Equivalent as the above example:
st = starling.ST(adata, 'T', 'Y', 'area', 'Y', 1, 1e-3)


## Setting trainning log


Once training starts, a new directory 'log' will created.


In [9]:
## log training results via tensorboard
log_tb = TensorBoardLogger(save_dir="log")


One could view the training information via tensorboard. Please refer to torch lightning (https://lightning.ai/docs/pytorch/stable/api_references.html#profiler) for other possible loggers.


## Setting early stopping criterion


In [10]:
## set early stopping criterion
cb_early_stopping = EarlyStopping(monitor="train_loss", mode="min", verbose=False)

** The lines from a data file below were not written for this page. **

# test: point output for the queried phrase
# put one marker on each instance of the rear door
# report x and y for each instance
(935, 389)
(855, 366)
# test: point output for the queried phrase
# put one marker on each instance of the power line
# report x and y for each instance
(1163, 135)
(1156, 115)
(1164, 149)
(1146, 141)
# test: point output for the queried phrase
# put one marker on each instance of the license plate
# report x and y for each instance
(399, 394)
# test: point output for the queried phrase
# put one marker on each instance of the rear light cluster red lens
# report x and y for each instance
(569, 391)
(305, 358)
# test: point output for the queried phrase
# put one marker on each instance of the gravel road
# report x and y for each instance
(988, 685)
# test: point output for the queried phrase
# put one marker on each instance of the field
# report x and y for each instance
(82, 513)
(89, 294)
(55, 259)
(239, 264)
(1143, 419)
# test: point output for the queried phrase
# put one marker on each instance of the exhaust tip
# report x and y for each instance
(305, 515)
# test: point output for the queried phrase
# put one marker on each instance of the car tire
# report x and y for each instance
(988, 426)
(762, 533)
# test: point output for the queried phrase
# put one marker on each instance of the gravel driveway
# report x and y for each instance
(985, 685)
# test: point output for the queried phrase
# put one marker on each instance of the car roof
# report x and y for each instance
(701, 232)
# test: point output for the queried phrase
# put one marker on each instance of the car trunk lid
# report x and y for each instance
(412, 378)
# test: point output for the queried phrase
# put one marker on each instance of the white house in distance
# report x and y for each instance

Training loss is monitored.


## Training Starling


In [11]:
## train ST
trainer = pl.Trainer(
    max_epochs=100,
    accelerator="auto",
    devices="auto",
    deterministic=True,
    callbacks=[cb_early_stopping],
    logger=[log_tb],
)
trainer.fit(st)


GPU available: False, used: False
TPU available: False, using: 0 TPU cores
IPU available: False, using: 0 IPUs
HPU available: False, using: 0 HPUs
Missing logger folder: log/lightning_logs



  | Name | Type | Params
------------------------------
------------------------------
0         Trainable params
0         Non-trainable params
0         Total params
0.000     Total estimated model params size (MB)
/poetry-env/lib/python3.10/site-packages/pytorch_lightning/loops/fit_loop.py:293: The number of training batches (27) is smaller than the logging interval Trainer(log_every_n_steps=50). Set a lower value for log_every_n_steps if you want to see logs for the training epoch.

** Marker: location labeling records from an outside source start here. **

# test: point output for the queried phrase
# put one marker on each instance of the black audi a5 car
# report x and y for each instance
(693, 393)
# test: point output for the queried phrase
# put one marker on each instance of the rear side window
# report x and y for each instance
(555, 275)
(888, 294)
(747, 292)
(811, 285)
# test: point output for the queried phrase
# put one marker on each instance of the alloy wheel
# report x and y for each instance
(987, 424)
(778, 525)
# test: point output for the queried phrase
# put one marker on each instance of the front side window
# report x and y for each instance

Epoch 0:   0%|          | 0/27 [00:00<?, ?it/s] 

  prob_data_given_gamma_d1.T + log_delta[1] - prob_data


Epoch 99: 100%|██████████| 27/27 [00:01<00:00, 24.34it/s, v_num=0, train_loss_step=58.10, train_loss_epoch=58.40]

`Trainer.fit` stopped: `max_epochs=100` reached.


Epoch 99: 100%|██████████| 27/27 [00:01<00:00, 24.24it/s, v_num=0, train_loss_step=58.10, train_loss_epoch=58.40]


## Appending STARLING results to annData object


In [12]:
## retrive starling results
st.result()


## The following information can be retrived from annData object:

- st.adata.varm['init_exp_centroids'] -- initial expression cluster centroids (P x C matrix)
- st.adata.varm['st_exp_centroids'] -- ST expression cluster centroids (P x C matrix)
- st.adata.uns['init_cell_size_centroids'] -- initial cell size centroids if STARLING models cell size
- st.adata.uns['st_cell_size_centroids'] -- initial & ST cell size centroids if ST models cell size
- st.adata.obsm['assignment_prob_matrix'] -- cell assignment probability (N x C maxtrix)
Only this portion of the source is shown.